By Liz Szabo, Sarah Jane Tribble, Arthur Allen and Jay Hancock

Americans are dying of COVID-19 by the thousands, but efforts to increase production of potentially life-saving vaccines are hitting a brick wall.

Vaccine manufacturers Moderna and Pfizer-BioNTech are operating at full steam and under enormous pressure to expand production or collaborate with other pharmaceutical companies to establish additional assembly lines. This pressure is only growing as new viral variants of the virus threaten to launch the country into a more deadly phase of the pandemic.
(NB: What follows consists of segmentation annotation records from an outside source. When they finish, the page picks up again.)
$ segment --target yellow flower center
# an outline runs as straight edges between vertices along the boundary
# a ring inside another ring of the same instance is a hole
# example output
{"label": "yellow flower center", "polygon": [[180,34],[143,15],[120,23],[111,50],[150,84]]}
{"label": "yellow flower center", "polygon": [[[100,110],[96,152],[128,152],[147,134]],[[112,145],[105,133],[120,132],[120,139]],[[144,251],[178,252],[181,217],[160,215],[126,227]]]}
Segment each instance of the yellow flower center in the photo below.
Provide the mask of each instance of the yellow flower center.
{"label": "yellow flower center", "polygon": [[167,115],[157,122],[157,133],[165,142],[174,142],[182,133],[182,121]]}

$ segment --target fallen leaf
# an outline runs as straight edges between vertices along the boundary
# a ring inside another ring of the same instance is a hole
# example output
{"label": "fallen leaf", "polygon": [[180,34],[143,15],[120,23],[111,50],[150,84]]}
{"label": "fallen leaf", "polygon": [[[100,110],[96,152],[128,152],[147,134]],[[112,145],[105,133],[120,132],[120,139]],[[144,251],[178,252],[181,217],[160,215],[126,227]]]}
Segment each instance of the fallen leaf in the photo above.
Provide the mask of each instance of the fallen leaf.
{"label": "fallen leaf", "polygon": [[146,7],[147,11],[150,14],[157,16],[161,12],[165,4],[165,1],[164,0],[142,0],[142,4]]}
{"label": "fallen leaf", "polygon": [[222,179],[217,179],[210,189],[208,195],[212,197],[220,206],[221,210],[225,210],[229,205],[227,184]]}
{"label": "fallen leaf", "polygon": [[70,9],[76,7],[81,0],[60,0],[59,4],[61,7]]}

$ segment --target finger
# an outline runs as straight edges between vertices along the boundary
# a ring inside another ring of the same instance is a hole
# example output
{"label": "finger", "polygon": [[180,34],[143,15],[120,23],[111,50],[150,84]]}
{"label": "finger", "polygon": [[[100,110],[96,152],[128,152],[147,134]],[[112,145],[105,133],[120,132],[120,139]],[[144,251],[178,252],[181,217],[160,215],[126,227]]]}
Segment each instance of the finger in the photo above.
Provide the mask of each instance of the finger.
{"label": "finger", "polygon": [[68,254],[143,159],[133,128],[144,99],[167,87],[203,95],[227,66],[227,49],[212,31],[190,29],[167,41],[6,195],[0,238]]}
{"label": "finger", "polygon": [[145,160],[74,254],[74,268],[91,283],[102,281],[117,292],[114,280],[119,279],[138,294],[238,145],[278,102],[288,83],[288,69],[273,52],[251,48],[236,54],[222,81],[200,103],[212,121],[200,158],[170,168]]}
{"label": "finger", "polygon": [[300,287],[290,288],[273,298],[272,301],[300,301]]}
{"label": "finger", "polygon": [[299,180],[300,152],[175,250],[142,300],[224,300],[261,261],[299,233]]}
President Joe Biden said he plans to invoke the Cold War era authority of the Defense Production Act to provide more vaccines to millions of Americans. Consumer advocates – who had asked Donald Trump to use the Defense Production Act more aggressively as president – are now asking Biden to do the same.

But even forcing companies to increase production will not provide much-needed doses anytime soon. Expanding production lines takes time. Establishing lines in reused facilities can take months.

“The big problem is that even if you get the raw material and set up the infrastructure, how can a company that is already producing at maximum capacity go beyond that maximum capacity?” said Lawrence Gostin, professor of global health law at Georgetown University.

Telling companies to work 24 hours a day, 7 days a week “would be a naive solution,” said Dr. Nicole Lurie, senior consultant to the CEO of Coalition for Epidemic Preparedness Innovations, an international group that funds vaccines for emerging diseases. “They are probably already doing this to the extent that they have the raw materials.”